Bakhtiyor Jumaev’s jury trial started Thursday morning in U.S. District Court in Denver. Prosecutors allege Jumaev provided material support to and conspired to join the Islamic Jihad Union.

“It’s a crime to send money or property to a terrorist organization,” prosecutor Gregory Holloway said during his opening statement before Senior U.S. District Judge John Kane. Jumaev sent at least $300 to co-defendant Jamshid Muhtorov in the spring of 2011 for the group, he said.

“That’s why we’re here.”

Denver Post file

Jamshid Muhtorov

Holloway said during an interview with FBI agents on March 15, 2012, Jumaev admitted he sent the money to Muhtorov to support the Islamic Jihad Union and knew it was a terrorist organization.

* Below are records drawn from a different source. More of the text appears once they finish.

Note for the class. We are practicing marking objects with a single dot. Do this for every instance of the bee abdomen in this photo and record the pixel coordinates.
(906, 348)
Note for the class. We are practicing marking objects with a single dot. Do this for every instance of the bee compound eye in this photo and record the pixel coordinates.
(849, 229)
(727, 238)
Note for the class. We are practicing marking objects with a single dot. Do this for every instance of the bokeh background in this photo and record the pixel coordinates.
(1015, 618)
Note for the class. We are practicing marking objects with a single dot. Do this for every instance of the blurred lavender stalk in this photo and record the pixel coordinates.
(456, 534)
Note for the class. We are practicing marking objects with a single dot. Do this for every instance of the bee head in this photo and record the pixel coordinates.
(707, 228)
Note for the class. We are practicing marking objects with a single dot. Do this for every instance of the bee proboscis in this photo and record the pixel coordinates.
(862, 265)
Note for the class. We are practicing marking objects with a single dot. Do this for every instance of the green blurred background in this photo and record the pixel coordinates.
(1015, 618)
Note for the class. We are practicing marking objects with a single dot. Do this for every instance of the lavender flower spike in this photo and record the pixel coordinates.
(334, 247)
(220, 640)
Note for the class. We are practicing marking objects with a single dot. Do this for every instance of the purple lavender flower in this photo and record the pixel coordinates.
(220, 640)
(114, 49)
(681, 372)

But Jumaev’s attorney David Barry Savitz said the FBI illegally extracted a false confession from Jumaev by arresting him after he worked a graveyard shift and interrogating him for three hours.

“He considered himself trapped. He was scared. He was exhausted,” Savitz said during his opening statement. The questioning reminded him of being interrogated by the infamous Uzbekistan National Security Service in 1999, Savitz said. Those agents severely beat Jumaev, Savitz said.

“In his mind it was deja vu all over again.”

Savitz discounted the government’s claim that Jumaev used code words like wedding when he really meant jihad. The $300 that Jumaev gave Muhtorov was a partial repayment of the $500 bond his friend paid to get Jumaev out of jail in 2010, Savitz said.

“It was strictly intended to pay his debt and has nothing to do with the IJU,” Savitz said.

Jumaev sat stoically at the defense table and listened to interpreters translate from English to his native Uzbek language. Over the course of the trial, interpreters of five languages including Arabic, Tajiki and Russian will assist Jumaev, Kane said.

A jury of 12, plus four alternates was originally seated for the trial, but one had an unexpected illness and will not serve, Kane announced.

In January, Jumaev’s attorneys asked a judge not to let prosecutors show jurors a beheading video that FBI agents found on his co-defendant’s computer.